Jolene Latimer, who is in the Master of Specialized Journalism program, said her thesis project about teen social media influencers was inspired by her work in Budapest and London. It was this experience, along with Abrahamson’s mentorship, she said, that fueled her pursuit to become a sports journalist.
“Sports journalism is not just about who won or lost a game. It can be a pathway to talk about really important things — like women’s health and refugees,” Latimer said. “These are all stories I would have wanted to pursue apart from sports, but sports has provided an accessible way to frame them.”
The students were put to the test. “The three of us were like the little team that went,” Sandusky said. Abrahamson prepared them, though. “He wanted us to reach a higher level in sports reporting and guided us to reach our maximum skills. If we ever had a problem, Alan was always there to give us not only journalism lessons, but life lessons.”

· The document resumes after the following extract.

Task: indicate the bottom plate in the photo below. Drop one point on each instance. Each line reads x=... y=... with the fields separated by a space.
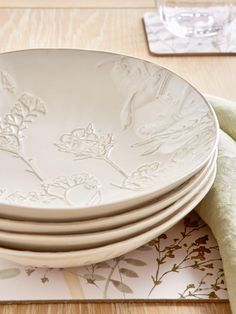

On top of meeting strict deadlines for FINA and IAAF, the students had to pitch stories, track down sources, get quotes and turn every story around quickly. “It was a lot of work, but I think it prepared me for what I’ll be facing in the work world,” Latimer said.
There were ferry rides home each night while reporting from Budapest and navigation mishaps in London. There were stories that focused on friendships and social inequities, and others that framed the fearless sport and the athletes who push to succeed. The students sometimes reported from nine in the morning to 10 o’clock at night — tired but anxious to finish their assignments.
“It’s not just about the game,” Sandusky said. “It’s about the athletes and their stories. There’s so many different issues in the world that you can share through the universal language of sports.”
Abrahamson, who also runs his own website, 3 Wire Sports, was described in James Patterson and Mark Sullivan’s novel “Private Games” as “the world’s best source of information about the [Olympic] Games and the culture that surrounds them.” Abrahamson will be teaching both undergraduate- and graduate-level sports journalism classes this spring. He also plans on taking the same three grad students to the 2018 Winter Olympics in South Korea.